林徽因優美散文

  冷清的夜在漫長的等待中,已顯得毫無溫存之意了,一切彷彿都是白晝過後殘留下的空白,熱情散卻之後,四周一片的沉寂,今天我們來看一下林徽因優美的散文。

  :一片陽光

  放了假,春初的日子鬆弛下來。將午未午時候的陽光,澄黃的一片,由窗櫺橫浸到室內,晶瑩地四處射。我有點發怔,習慣地在沉寂中驚訝我的周圍。我望著太陽那湛明的體質,像要辨別它那交織絢爛的色澤,追逐它那不著痕跡的流動。看它潔淨地映到書桌上時,我感到桌面上平鋪著一種恬靜,一種精神上的豪興,情趣上的閒逸;即或所謂“窗明几淨”,那裡默守著神祕的期待,漾開詩的氣氛。那種靜,在靜裡似可聽到那一處琤琮的泉流,和著彷彿是斷續的琴聲,低訴著一個幽獨者自誤的音調。看到這同一片陽光射到地上時,我感到地面上花影浮動,暗香吹拂左右,人隨著晌午的光靄花氣在變幻,那種動,柔諧婉轉有如無聲音樂,令人悠然輕快,不自覺地脫落傷愁。至多,在舒揚理智的客觀裡使我偶一回頭,看看過去幼年記憶步履所留的殘跡,有點兒惋惜時間;微微怪時間不能儲存情緒,儲存那一切情緒所曾流連的境界。

  倚在軟椅上不但奢侈,也許更是一種過失,有閒的過失。但東坡的辯護:“懶者常似靜,靜豈懶者徒”,不是沒有道理。如果此刻不倚榻上而“靜”,則方才情緒所兜的小小圈子便無條件地失落了去!人家就不可惜它,自己卻實在不能不感到這種親密的損失的可哀。

  就說它是情緒上的小小旅行吧,不走並無不可,不過走走未始不是更好。歸根說,我們活在這世上到底最珍惜一些什麼?果真珍惜萬物之靈的人的活動所產生的種種,所謂人類文化?這人類文化到底又靠一些什麼?我們懷疑或許就是人身上那一撮精神同機體的感覺,生理心理所共起的情感,所激發出的一序列為,所聚斂的一點智慧,——那麼一點點人之所以為人的表現。宇宙萬物客觀的本無所可珍惜,反映在人性上的山川草木禽獸才開始有了秀麗,有了氣質,有了靈犀。反映在人性上的人自己更不用說。沒有人的感覺,人的情感,即便有自然,也就沒有自然的美,質或神方面更無所謂人的智慧,人的創造,人的一切生活藝術的表現!這樣說來,誰該鄙棄自己感覺上的小小旅行?為壯壯自己膽子,我們更該相信惟其人類有這類情緒的馳騁,實際的世間才賡續著產生我們精神所寄託的文物精萃。

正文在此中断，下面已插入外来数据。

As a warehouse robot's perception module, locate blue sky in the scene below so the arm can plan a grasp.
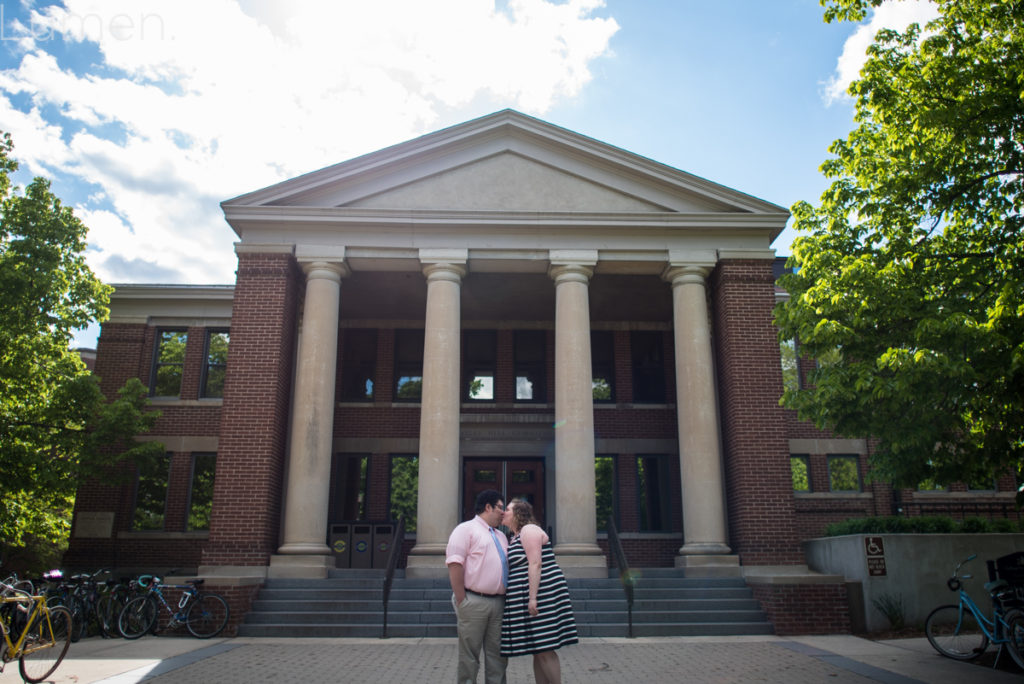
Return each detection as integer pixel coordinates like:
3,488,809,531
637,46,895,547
0,0,934,346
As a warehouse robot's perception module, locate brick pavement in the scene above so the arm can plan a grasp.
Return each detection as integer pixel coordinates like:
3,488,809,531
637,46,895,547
0,636,1024,684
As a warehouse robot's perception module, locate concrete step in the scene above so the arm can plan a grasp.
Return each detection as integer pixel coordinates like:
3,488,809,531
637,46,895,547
239,568,772,637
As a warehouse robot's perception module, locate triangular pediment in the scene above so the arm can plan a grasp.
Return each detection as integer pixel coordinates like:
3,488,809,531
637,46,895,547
222,111,786,219
344,152,675,212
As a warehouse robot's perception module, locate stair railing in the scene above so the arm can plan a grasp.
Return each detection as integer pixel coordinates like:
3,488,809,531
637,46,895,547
381,515,406,639
608,517,636,639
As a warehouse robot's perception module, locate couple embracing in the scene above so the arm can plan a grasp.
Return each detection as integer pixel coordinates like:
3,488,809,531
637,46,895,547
445,489,579,684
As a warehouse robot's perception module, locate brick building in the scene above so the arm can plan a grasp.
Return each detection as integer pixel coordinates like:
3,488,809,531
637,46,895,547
66,111,1013,630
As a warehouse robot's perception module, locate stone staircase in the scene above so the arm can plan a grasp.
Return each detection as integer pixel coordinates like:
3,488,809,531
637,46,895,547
239,568,773,638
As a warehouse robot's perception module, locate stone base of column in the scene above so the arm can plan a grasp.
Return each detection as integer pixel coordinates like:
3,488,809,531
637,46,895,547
266,554,334,580
196,565,267,586
676,554,743,578
406,543,447,580
555,544,608,578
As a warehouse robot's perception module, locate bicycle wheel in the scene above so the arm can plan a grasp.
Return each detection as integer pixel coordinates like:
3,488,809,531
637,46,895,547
96,588,128,638
17,606,72,682
118,596,157,639
1004,608,1024,670
925,605,988,660
185,594,230,639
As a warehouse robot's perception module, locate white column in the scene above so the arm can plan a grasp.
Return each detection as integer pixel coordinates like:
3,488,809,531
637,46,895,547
278,261,347,556
665,261,733,565
549,251,607,576
407,250,468,576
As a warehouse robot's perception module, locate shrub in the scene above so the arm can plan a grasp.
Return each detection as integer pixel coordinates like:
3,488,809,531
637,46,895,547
825,515,1024,537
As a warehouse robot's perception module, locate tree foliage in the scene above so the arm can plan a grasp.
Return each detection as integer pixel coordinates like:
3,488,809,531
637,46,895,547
0,134,163,546
776,0,1024,486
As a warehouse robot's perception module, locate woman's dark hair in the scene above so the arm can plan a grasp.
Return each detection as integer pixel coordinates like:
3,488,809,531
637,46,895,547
512,499,537,529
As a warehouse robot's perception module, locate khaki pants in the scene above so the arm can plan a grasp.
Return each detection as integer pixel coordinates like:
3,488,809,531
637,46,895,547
452,592,508,684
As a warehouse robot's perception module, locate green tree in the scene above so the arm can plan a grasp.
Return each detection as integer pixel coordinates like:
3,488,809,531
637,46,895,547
775,0,1024,486
0,134,163,547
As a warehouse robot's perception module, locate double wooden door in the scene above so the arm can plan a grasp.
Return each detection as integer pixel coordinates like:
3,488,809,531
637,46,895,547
462,459,548,527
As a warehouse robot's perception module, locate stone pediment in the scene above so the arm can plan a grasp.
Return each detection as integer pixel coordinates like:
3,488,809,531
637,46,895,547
222,110,786,216
344,152,671,212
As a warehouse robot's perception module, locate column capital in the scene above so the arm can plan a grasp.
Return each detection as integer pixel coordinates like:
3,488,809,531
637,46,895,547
662,250,718,286
419,248,469,266
299,260,350,283
423,261,466,284
548,264,594,285
662,263,713,288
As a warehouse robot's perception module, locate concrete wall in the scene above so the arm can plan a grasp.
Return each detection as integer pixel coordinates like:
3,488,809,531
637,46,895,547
804,533,1024,632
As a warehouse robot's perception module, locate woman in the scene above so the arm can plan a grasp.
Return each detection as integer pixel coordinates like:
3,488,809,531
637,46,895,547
502,501,580,684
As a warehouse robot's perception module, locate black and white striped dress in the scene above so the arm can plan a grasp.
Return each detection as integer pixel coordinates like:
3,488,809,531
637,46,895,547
502,537,580,657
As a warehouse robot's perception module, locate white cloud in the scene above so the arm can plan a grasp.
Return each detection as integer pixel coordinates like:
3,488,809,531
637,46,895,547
824,0,939,104
0,0,618,283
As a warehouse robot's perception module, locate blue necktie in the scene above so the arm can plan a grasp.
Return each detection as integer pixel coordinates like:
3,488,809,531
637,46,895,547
490,527,509,588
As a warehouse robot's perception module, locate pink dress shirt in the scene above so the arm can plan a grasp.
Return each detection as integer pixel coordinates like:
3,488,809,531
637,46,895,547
444,515,509,594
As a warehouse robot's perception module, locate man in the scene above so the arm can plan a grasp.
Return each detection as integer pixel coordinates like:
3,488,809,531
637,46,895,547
445,489,509,684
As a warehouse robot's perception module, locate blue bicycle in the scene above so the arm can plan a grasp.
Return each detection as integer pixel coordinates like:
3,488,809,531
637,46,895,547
925,554,1024,669
118,574,229,639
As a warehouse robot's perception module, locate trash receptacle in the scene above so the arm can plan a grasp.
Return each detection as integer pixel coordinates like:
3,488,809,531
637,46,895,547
374,522,394,568
328,524,352,567
349,524,374,567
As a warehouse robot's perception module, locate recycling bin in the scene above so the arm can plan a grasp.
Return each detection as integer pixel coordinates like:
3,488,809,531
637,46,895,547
327,523,352,567
349,523,374,567
374,522,394,568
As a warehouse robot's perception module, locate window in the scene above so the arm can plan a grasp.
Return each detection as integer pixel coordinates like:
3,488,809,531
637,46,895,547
630,330,665,403
965,475,995,491
779,340,801,392
388,454,420,532
637,456,672,532
790,454,811,491
150,330,188,396
594,456,618,532
328,454,370,520
341,328,378,401
201,330,229,397
462,330,498,401
513,330,548,401
188,454,217,529
590,330,615,402
132,454,171,530
394,330,423,401
828,454,860,491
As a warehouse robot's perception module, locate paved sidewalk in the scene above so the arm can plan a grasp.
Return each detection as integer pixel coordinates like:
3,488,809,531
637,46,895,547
0,635,1024,684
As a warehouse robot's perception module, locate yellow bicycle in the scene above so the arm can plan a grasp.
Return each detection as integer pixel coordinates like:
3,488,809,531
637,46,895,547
0,582,71,683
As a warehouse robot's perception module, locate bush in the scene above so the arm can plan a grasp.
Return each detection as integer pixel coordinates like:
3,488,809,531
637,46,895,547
825,515,1022,537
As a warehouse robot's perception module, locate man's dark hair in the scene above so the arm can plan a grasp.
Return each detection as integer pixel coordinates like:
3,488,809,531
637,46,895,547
473,489,502,515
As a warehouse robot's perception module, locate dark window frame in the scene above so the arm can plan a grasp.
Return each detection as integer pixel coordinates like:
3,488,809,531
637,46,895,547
512,330,548,403
150,328,188,398
185,452,217,531
131,452,174,532
200,328,231,399
590,330,615,403
392,328,424,403
790,454,814,494
338,328,378,403
634,454,672,532
630,330,669,403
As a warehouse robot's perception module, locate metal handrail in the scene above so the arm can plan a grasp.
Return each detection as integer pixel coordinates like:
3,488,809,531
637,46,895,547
381,515,406,639
608,517,636,639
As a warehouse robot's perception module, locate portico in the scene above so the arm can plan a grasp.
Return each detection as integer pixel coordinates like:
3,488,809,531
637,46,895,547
211,112,787,576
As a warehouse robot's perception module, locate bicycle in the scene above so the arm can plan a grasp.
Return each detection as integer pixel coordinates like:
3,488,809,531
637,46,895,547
925,554,1024,669
118,575,230,639
0,582,72,683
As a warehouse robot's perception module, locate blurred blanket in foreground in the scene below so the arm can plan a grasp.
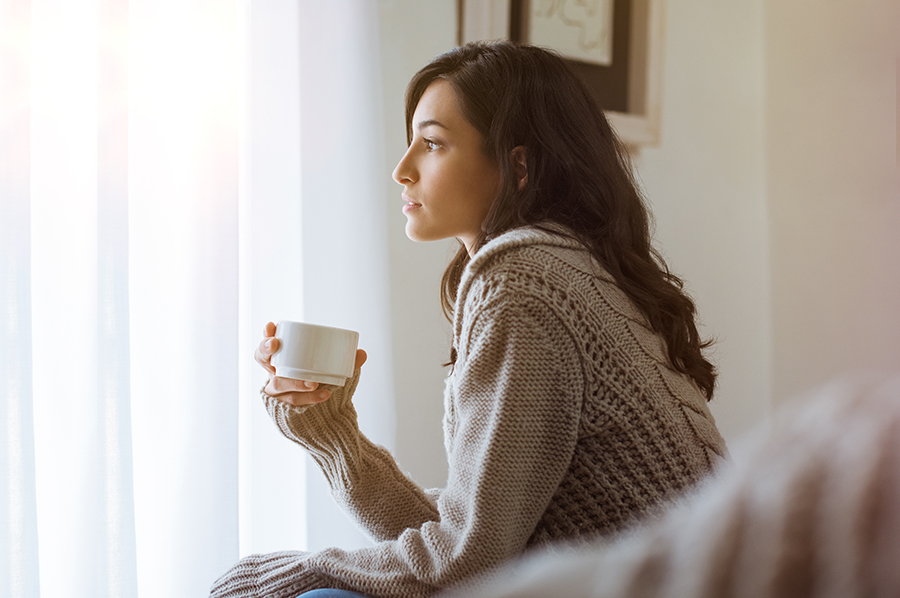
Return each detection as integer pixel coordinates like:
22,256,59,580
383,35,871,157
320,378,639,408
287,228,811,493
448,377,900,598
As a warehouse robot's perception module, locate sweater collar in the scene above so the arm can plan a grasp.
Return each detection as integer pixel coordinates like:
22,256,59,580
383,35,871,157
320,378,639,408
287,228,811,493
453,222,584,337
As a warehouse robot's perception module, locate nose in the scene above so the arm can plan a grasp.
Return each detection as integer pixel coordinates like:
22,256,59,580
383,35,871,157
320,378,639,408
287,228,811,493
391,146,415,185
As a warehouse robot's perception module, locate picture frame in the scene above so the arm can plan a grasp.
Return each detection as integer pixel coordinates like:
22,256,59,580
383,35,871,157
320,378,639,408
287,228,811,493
457,0,665,149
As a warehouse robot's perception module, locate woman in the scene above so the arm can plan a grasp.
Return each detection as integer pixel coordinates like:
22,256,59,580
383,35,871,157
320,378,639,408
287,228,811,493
213,42,725,598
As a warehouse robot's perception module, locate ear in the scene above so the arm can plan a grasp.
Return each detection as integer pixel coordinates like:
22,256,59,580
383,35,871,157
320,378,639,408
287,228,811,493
509,145,528,191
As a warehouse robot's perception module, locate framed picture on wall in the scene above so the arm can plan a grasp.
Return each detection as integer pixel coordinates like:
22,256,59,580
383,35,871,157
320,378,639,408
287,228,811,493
458,0,664,147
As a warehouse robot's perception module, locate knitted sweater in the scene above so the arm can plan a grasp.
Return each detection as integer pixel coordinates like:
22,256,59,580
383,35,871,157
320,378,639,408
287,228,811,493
447,374,900,598
212,228,725,598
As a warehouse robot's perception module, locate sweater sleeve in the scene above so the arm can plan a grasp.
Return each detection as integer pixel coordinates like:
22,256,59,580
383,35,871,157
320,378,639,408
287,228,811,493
212,297,583,598
262,370,438,542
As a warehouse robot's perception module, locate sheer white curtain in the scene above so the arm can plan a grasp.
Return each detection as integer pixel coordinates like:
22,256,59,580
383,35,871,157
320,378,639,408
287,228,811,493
0,0,393,598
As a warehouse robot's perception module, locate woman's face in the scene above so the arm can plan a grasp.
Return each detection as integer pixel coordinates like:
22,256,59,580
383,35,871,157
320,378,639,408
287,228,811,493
393,79,500,254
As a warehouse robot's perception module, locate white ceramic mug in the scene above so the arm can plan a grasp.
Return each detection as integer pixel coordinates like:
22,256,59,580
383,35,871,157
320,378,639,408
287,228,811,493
269,320,359,386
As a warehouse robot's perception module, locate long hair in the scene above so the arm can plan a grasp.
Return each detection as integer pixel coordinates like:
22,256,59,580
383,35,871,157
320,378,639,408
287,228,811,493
406,41,716,399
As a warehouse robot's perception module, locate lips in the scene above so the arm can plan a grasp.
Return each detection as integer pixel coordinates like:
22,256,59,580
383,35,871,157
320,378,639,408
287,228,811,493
402,194,422,212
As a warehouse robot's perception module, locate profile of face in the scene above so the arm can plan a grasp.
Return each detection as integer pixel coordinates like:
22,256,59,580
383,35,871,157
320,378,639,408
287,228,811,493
393,79,500,254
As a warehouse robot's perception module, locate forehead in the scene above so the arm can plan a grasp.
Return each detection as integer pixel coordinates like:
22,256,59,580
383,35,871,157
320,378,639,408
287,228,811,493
412,79,460,128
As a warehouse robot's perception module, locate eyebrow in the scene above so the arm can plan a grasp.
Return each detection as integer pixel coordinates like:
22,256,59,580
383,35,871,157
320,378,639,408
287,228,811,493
416,118,447,131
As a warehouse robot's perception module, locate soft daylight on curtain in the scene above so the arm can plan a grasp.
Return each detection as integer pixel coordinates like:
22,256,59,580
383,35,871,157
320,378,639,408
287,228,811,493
0,0,393,598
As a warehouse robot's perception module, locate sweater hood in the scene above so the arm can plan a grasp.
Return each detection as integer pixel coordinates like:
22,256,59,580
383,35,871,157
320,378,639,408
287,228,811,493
454,222,584,334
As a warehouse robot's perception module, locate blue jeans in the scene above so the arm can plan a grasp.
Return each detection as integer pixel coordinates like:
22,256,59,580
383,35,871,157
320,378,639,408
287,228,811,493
297,589,369,598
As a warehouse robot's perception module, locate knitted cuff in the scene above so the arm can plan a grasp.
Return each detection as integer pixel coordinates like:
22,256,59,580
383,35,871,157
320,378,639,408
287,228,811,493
260,369,360,487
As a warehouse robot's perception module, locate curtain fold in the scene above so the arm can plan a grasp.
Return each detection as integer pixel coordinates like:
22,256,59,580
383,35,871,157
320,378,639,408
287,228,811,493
0,0,394,598
0,0,39,598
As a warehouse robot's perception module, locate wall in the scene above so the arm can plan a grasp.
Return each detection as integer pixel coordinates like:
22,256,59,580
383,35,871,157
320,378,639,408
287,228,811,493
766,0,900,400
379,0,456,487
635,0,771,440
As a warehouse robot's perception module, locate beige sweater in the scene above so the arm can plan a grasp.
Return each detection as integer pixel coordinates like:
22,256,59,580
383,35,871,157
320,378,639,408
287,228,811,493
447,375,900,598
212,229,725,598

  此刻我竟可以微微一咳嗽,乃至於用播音的圓潤口調說:我們既然無疑的珍惜文化,即尊重盤古到今種種的藝術——無論是抽象的思想的藝術,或是具體的駕馭天然材料另創的非天然形象,——則對於藝術所由來的淵源,那點點人的感覺,人的情感智慧***通稱人的情緒***,又當如何地珍惜才算合理?

  但是情緒的馳騁,顯然不是詩或畫或任何其他藝術建造的完成。這馳騁此刻雖佔了自己生活的若干時間,卻並不在空間裡佔任何一個小小位置!這個情形自己需完全明瞭。此刻它僅是一種無蹤跡的流動,並無棲身的形體。它或含有各種或可捉摸的質素,但是好奇地探討這個質素而具體要表現它的差事,無論其有無意義,除卻本人外,別人是無能為力的。我此刻為著一片清婉可喜的陽光,分明自己在對內心交流變化的各種聯想發生一種興趣的注意,換句話說,這好奇與興趣的注意已是我此刻生活的活動。一種力量又迫著我來把握住這個活動,而設法表現它,這不易抑制的衝動,或即所謂藝術衝動也未可知!只記得冷靜的杜工部散散步,看看花,也不免會有“江上被花惱不徹,無處告訴只顛狂”的情緒上一片紊亂!玲瓏煦暖的陽光照人面前,那美的感人力量就不減於花,不容我生硬地自己把情緒分劃為有閒與實際的兩種,而權其輕重,然後再決定取捨的。我也只有情緒上的一片紊亂。

  情緒的旅行本偶然的事,今天一開頭併為著這片春初晌午的陽光,現在也還是為著它。房間內有兩種豪侈的光常叫我的心緒緊張如同花開,趁著感覺的微風,深淺零亂於冷智的枝葉中間。一種是燭光,高高的臺座,長垂的燭淚,熊熊紅焰當簾幕四下時各處光影掩映。那種閃爍明豔,雅有古意,明明是畫中景象,卻含有更多詩的成分。另一種便是這初春晌午的陽光,到時候有意無意的大片子灑落滿室,那些窗櫺欄板几案筆硯浴在光藹中,一時全成了靜物圖案;再有紅蕊細枝點綴幾處,室內更是輕香浮溢,叫人俯仰全觸到一種靈性。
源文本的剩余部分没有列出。